Ni la sociología ni la historia de nuestro folclor permiten suponer que la población urbana de aquella época menospreciara las faenas campiranas. Más bien respetaba y admiraba a los charros de las haciendas, a quienes muchos veían como arquetipos de la mexicanidad. Esa admiración prevaleció hasta mediados del siglo XX, cuando el cine mexicano convirtió al charro cantor en símbolo nacional, a contrapelo del nacionalismo indigenista que propugnaban los murales de Diego Rivera. La gallardía de los charros no sólo encandilaba a las mujeres, sino a los varones domesticados de la ciudad. Eso explica el auge de los lienzos charros en colonias fifís de la capital, donde los burgueses capitalinos iban a pavonearse los fines de semana. No reparaban en gastos con tal de personificar ante el graderío al hacendado galán y diestro en echar manganas que defendía su feudo a balazos. Pero si el rancho era un ámbito idealizado, ¿por qué el güero de rancho era objeto de escarnio?

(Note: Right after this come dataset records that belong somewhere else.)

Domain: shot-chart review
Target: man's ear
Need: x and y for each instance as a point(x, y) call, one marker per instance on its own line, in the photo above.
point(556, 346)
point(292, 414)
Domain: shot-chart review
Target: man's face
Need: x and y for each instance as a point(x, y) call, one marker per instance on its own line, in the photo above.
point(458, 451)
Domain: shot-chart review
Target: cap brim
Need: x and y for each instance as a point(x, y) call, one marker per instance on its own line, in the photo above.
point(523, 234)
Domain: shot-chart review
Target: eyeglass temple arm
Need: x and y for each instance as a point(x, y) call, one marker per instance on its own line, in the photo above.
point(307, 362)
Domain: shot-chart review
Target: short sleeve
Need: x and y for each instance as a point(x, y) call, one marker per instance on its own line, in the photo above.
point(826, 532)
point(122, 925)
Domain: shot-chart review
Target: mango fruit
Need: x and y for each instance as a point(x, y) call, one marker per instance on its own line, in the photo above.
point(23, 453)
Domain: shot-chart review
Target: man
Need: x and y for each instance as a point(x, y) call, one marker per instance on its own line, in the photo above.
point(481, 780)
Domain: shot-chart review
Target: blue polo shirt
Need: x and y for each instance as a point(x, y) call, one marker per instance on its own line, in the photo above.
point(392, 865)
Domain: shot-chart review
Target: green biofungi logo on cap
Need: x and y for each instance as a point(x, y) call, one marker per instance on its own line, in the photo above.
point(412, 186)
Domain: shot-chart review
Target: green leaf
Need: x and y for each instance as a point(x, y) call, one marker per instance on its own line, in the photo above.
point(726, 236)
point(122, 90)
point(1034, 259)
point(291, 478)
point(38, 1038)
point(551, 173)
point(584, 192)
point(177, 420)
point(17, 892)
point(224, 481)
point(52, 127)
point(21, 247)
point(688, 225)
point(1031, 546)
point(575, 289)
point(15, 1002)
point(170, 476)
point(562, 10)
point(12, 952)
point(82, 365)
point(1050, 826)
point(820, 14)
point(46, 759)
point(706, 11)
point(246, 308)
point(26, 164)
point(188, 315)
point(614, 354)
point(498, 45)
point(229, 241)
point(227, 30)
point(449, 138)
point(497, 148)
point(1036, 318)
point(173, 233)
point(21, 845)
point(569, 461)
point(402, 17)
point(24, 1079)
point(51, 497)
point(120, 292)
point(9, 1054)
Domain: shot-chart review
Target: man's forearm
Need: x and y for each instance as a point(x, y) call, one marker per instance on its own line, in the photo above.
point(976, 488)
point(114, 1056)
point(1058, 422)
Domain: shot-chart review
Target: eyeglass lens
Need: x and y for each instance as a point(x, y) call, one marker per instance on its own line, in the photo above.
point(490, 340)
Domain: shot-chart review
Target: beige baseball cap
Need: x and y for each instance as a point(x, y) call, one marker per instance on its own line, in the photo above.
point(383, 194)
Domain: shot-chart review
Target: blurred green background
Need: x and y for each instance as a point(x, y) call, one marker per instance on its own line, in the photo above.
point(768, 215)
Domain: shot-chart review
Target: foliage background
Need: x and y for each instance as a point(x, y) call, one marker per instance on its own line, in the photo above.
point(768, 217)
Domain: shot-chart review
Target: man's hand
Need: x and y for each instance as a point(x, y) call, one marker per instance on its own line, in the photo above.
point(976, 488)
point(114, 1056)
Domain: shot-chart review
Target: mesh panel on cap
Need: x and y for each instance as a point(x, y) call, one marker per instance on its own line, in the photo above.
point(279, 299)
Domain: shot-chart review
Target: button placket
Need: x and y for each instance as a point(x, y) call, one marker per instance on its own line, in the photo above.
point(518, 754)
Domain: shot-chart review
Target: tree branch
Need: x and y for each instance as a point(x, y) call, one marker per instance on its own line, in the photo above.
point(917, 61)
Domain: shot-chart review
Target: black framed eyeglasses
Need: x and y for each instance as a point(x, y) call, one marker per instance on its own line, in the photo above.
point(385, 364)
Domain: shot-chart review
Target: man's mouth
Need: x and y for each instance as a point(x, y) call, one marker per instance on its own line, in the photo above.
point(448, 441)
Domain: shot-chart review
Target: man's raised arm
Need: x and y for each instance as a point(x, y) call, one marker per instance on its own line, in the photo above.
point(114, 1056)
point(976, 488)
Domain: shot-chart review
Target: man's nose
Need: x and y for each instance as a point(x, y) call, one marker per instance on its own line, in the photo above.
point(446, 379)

Ha sido muy combatida en los últimos tiempos la tesis central de El laberinto de la soledad, en la que Paz atribuye al mexicano un trauma ancestral por el carácter atrabiliario del mestizaje, pero tal vez encierre la clave para entender el estigma endilgado a los güeros de rancho. Originalmente fueron quizá los hijos que el patrón o el encomendero había procreado a la usanza de Pedro Páramo, ejerciendo el derecho de pernada con las indias o las mestizas de sus haciendas. En algunos de ellos predominaba el fenotipo indígena, pero los que salían blancos no se libraban de un burlesco reproche sobre su origen. Los hijos legítimos del hacendado eran quizá los más interesados en bajarles los humos, pero tal vez los peones se unieran a la burla con malévolo regocijo. Nuestro güero de rancho tendría entonces un aire de familia con Joe Christmas, el protagonista de Luz de agosto de Faulkner, un blanco con antepasados negros a quien atormenta la posibilidad de que su mulatez sea descubierta cuando tenga hijos. El racismo a la mexicana nunca ha sido tan excluyente como el del sur de Estados Unidos, pero debió de haber lastimado a los güeros espurios, tachados de malnacidos por la oligarquía porfiriana, pues los incitó primero al bandidaje y luego a la rebelión armada.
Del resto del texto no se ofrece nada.